Writing the cards is always a mixed experience.  There in one small address book is your social life. People you know and like, have seen this year and hope and expect to see in 2017.  People you haven't seen for ages and are not terribly likely to meet up with in the near future, but remain fond of.  Records of downsizing, upsizing and separation in the rubbed out and crossed out addresses. Names of people who have sadly died, and old friendships that have withered even if the person is so far as you know alive and well.  The sheer social anxiety of trying to keep track of the names of everybody's children, and wondering at what point you stop including them in cards addressed to their parents.  Nowadays when adult children seem to stay on in the parental home until they are about thirty-five that isn't as obvious as it might have been in the old days when you finished at university, rented a grotty flat and were gone, fully fledged.

Cards have started arriving and in a moment of inspiration I put them on the hall dresser, which has been bare except for muddle since the kittens arrived and my collection of pottery and bird nests went into safe storage in the spare bedroom until they had stopped climbing up everything and casting whatever they found there to the ground.  Somebody has to go first, and it is probably nicer not to wait until the last posting date so that people who hadn't sent you a card are caught out and can't send one back.  And it was useful to find out that someone who has been widowed since I've known her, and who started seeing a chap a couple of years ago although they haven't moved in together, this year signed her card 'and David', in time for me to address mine to both of them.

I could feel relieved about a couple of former colleagues who I did not see this year, but was trying to organise a reunion lunch.  It fell through for December because one of them was going away for a fortnight and there simply wasn't any date when everybody concerned was able to make it, but at least I could write in their cards that I'd be in touch in the New Year about the lunch with a clear conscience, rather than just putting vague hopes of seeing them next year.  It's the people that you know have got some kind of trouble or illness in their lives that are the hardest, if they haven't been keeping you posted on how it's going.

The pat answer is of course to pick up the phone and ask them.  That's what the advice columns in the papers would say.  But in real life it is very difficult to ring up and ask point blank how bad it is, and the SA and I are both terrible at chatting on the phone.  But sending a card that just says Happy Christmas isn't right either.  A couple of years ago a friend whose husband had advancing Altzheimers signed her card with her own name instead of from both of them, and I really couldn't ring up and ask her if he was dead.  I did manage to find out from somebody else that he wasn't, so I think that she dropped his name off the card because as he didn't know who she or anybody else was she felt there wasn't any point in putting it on.  Obviously you ought to know whether your friends' husbands are dead or not, but when it's somebody you see every few months for a coffee how would you know, unless they told you?

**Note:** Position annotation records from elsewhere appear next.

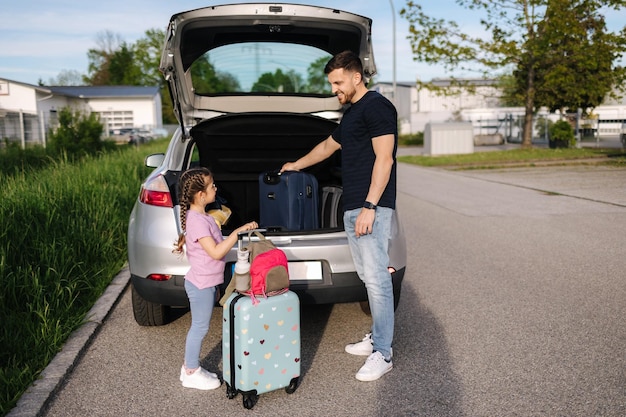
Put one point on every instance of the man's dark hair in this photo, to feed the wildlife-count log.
(347, 60)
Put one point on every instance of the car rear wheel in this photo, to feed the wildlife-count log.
(147, 313)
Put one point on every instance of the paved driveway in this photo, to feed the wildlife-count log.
(513, 305)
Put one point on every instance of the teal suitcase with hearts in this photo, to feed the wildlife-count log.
(261, 345)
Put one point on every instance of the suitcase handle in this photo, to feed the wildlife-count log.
(272, 177)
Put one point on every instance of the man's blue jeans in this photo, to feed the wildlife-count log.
(371, 259)
(201, 303)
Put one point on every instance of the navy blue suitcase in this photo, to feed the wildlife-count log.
(288, 200)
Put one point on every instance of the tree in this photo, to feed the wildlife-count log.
(67, 77)
(123, 69)
(519, 37)
(77, 133)
(576, 71)
(317, 81)
(279, 81)
(100, 58)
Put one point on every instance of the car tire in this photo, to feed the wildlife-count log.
(147, 313)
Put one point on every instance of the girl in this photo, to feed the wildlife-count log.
(206, 248)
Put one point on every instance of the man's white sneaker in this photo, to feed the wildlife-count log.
(201, 379)
(182, 373)
(362, 348)
(375, 367)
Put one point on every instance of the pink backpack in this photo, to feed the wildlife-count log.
(269, 272)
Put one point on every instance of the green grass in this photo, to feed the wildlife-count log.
(518, 157)
(62, 240)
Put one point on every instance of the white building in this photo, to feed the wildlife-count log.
(28, 111)
(417, 107)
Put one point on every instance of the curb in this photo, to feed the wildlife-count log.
(37, 396)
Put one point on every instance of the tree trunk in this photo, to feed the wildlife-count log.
(529, 107)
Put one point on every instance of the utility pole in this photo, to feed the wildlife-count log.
(393, 12)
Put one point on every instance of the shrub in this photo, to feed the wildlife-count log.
(77, 134)
(563, 131)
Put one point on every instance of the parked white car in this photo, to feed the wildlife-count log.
(249, 91)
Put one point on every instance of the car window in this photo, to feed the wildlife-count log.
(262, 68)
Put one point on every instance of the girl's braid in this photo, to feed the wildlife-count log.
(190, 183)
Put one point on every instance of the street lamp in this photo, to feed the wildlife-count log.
(393, 13)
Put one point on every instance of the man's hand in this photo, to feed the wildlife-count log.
(289, 166)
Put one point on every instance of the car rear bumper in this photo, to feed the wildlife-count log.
(344, 288)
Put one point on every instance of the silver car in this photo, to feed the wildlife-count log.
(248, 88)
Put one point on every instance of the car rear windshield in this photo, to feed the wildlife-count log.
(261, 68)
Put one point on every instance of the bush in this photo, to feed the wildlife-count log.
(77, 134)
(562, 131)
(414, 139)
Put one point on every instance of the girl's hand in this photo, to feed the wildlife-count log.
(248, 226)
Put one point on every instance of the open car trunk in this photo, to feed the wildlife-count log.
(238, 148)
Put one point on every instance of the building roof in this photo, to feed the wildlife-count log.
(105, 91)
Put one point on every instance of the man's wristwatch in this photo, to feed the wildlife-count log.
(369, 205)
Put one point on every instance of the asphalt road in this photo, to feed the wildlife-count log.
(513, 305)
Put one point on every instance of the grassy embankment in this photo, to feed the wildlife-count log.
(521, 158)
(62, 240)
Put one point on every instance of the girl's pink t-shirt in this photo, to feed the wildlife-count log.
(205, 271)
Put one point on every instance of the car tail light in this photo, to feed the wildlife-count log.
(156, 193)
(159, 277)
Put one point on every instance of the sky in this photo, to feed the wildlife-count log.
(41, 38)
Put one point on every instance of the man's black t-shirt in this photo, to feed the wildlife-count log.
(373, 115)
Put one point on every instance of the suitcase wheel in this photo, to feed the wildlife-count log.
(230, 392)
(249, 400)
(293, 384)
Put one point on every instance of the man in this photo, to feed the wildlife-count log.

Fortunately most of the cards don't throw up such knotty problems, and now they are sitting in three neat piles on the hall dresser, the ones to go in the post, with Christmas stamps for once and not just boring ordinary second class, the ones to be given to people I'm hoping to see over the next few days, and the ones for the neighbours, which I will take round some time when it's not drizzling.  Meanwhile the one for my Japanese pen friend has been sent on its way Par Avion.  I've never really got to grips with how long letters take to get to Japan, but I think it will be fine by airmail.